DOMA CONSTRUCTION LIMITED - Analysis Report

Company Number: 14549294

Analysis Date: 2025-07-29 12:57 UTC

  1. Credit Opinion: CONDITIONAL APPROVAL
    Doma Construction Limited is a newly incorporated micro-sized private limited company in the domestic construction sector, with its first unaudited accounts filed for the period ending March 31, 2024. The company shows a positive working capital position but with a very narrow margin (£1,143 net current assets). Given its short trading history and minimal net assets, credit facilities could be extended conditionally, subject to ongoing monitoring of cash flow and debtor collections. The directors have not been disqualified and appear to have direct equity and control, which supports accountability but there is limited financial track record to fully assess resilience.

  2. Financial Strength
    Balance sheet strength is minimal. Total net assets stand at only £1,143, comprising £100 share capital and £1,043 retained earnings (profit and loss account). Current assets (£122,770) are almost entirely made up of trade debtors (£113,018), with cash of just £9,752, while current liabilities total £121,627. This results in a working capital ratio just above 1 (1.01), indicating very tight liquidity with minimal buffer to absorb unexpected cash demands or payment delays. The micro-entity classification and small staff count (2 employees) limit financial complexity but also imply limited operational scale.

  3. Cash Flow Assessment
    Cash at bank is low relative to current liabilities and debtors, suggesting dependency on timely collection of receivables to meet short-term obligations. The small cash balance (£9,752) and high trade debtor concentration pose liquidity risks if payments from customers are delayed or default. The company’s ability to convert these debtors into cash promptly is critical for servicing any debt and supplier payments.

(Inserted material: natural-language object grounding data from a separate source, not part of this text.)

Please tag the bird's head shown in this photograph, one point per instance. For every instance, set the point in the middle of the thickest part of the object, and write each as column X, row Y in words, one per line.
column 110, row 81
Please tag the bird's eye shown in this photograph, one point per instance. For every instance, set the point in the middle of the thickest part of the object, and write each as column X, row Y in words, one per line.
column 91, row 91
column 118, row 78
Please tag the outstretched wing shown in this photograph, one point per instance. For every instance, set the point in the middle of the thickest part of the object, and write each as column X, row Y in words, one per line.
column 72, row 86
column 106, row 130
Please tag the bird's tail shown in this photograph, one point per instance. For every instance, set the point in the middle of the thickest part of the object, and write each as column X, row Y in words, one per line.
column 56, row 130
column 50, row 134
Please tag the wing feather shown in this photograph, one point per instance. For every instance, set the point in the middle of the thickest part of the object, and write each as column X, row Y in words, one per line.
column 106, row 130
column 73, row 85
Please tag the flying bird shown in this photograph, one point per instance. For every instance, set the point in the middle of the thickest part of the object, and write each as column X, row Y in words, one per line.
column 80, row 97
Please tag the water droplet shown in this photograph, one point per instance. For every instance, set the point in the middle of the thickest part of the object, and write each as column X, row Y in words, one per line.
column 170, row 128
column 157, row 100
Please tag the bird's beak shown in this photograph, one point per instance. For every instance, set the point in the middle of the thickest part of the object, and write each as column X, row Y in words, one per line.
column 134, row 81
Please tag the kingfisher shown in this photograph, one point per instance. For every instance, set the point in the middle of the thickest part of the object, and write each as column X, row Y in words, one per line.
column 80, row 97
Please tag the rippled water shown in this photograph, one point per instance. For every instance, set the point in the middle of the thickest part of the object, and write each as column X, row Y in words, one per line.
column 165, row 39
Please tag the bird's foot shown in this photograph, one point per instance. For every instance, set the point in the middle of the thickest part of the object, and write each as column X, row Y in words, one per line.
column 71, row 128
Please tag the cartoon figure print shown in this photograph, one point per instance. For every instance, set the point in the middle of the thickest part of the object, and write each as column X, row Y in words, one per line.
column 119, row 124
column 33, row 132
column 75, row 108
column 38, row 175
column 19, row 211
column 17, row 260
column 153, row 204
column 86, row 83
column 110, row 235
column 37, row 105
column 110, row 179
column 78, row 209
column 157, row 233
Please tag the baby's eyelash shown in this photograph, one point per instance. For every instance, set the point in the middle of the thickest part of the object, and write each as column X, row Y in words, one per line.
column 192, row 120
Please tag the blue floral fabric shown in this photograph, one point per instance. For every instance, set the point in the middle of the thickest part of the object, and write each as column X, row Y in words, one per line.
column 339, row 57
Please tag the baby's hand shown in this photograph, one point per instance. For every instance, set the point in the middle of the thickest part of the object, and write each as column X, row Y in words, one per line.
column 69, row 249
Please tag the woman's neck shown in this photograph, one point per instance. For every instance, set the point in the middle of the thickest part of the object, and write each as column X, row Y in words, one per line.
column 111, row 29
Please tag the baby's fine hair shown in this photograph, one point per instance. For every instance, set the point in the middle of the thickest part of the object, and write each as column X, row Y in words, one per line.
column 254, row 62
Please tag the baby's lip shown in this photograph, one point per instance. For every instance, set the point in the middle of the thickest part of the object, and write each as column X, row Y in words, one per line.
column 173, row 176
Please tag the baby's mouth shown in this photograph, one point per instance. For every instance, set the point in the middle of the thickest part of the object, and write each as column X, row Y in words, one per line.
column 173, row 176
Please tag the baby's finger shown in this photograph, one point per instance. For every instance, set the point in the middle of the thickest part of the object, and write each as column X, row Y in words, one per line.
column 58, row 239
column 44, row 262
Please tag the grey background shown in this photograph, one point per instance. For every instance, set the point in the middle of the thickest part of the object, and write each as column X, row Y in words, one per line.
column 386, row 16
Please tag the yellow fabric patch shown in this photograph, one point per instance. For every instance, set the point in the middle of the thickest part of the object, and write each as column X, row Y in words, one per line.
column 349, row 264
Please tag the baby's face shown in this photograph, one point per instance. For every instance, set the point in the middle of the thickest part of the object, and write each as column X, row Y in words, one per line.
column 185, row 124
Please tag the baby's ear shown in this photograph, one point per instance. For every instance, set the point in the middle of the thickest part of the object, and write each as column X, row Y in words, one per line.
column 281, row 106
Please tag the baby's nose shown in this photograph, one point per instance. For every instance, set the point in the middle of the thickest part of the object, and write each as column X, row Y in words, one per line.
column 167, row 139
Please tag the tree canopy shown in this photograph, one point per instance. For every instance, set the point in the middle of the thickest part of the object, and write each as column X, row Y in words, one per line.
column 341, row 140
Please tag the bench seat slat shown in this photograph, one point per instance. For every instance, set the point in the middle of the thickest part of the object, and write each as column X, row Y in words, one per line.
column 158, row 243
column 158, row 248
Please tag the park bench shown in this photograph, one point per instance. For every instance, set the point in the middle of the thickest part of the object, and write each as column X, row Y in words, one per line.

No audit or detailed cash flow statement is available, so actual cash generation and management practices remain uncertain.

  4. Monitoring Points

  • Monitor ageing and collectability of trade debtors closely to avoid liquidity shortfalls.
  • Watch working capital trends, especially changes in current liabilities and cash balances.
  • Track profitability and retention of earnings in subsequent accounts to build equity.
  • Review director conduct and company filings for compliance and governance transparency.
  • Assess impact of any market or sector downturns on revenue and debtor risk in construction.